Oh Please, Buy Yourself a Ticket

‘Raging Grannies’ want to enlist, go to Iraq

Um, sure they do.

TUCSON, Arizona (AP) — A group of anti-war senior citizens calling themselves the “Tucson Raging Grannies” say they want to enlist in the U.S. Army and go to Iraq so that their children and grandchildren can come home.
Five members of the group — which is associated with the Women’s International League for Peace and Freedom — are due in court Monday to face trespassing charges after trying to enlist at a military recruitment center last week.
The group has protested every week for the last three years outside the recruitment center.

EVERY WEEK for three years?? Morons. The spokewoman for Tucson area Army recruiters had some sound advice…

…people who disagree with the war should be contacting their legislators instead of bothering recruiters.
They need to direct their frustrations at people who have the power to change things*,” Hutchinson said. “Recruiters don’t make policy and they can’t change policy. They have a job to do and they are following orders.”

*Well, yes that’s true. But you don’t get to be in the paper or on CNN that way, either.

6 Responses to “Oh Please, Buy Yourself a Ticket”

  1. I say they should let ’em go for it, sign ’em up and ship the grannies to boot-camp, hand ’em big scary black guns and have them run a few miles in gear. Make them fire at targets off the line and shoot until they qualify. If nothing else it would make them appreciate what an Army volunteer really does, instead of baking anti-war cookies. Besides, then I’d know where my mom was.

  2. Well Keith (and a warm Swill welcome to you!) ~ I’m thinking that a fair amount of people will feel the exact same. It’s all such a sham, if they’ve been doing it every week for 3 frickin’ years. Good Lord! Every Marine Corps recruiter I’ve ever known has been so stressed by the job alone, I can’t imagine what it would be like having these doofusses outside the office like clockwork for 3 years. They should schedule all their school visits and recruit screenings at the MEPS for when the grannie glaxon goes off, ya think?

  3. Mr. Bingley says:

    Let’s not forget that we have been paying them to do it, as well, since I assume they are collecting nice SS checks.

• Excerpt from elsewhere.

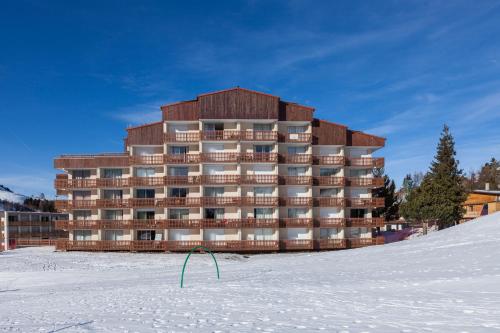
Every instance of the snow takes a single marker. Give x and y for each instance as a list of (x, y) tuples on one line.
[(448, 281)]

  4. The problem is that many probably also have some nice investments that their late husbands left them, so they can fly off to Geneva for the G8 summit and demonstrate there too – frequent-flyer protest grannies. Sheesh, what happened to the North Platte Canteen type people?

  5. The train stopped running through town and they got Delta Sky Miles cards.

  6. Nightfly says:

    Heh. I’d try to recruit them into the USO. Or maybe a bunch of Marines can show up at the local Soc Sec office and try to register with the AARP.
    Failing that I’d send someone around with a sign that says, “Will Tickle Feet on Request.”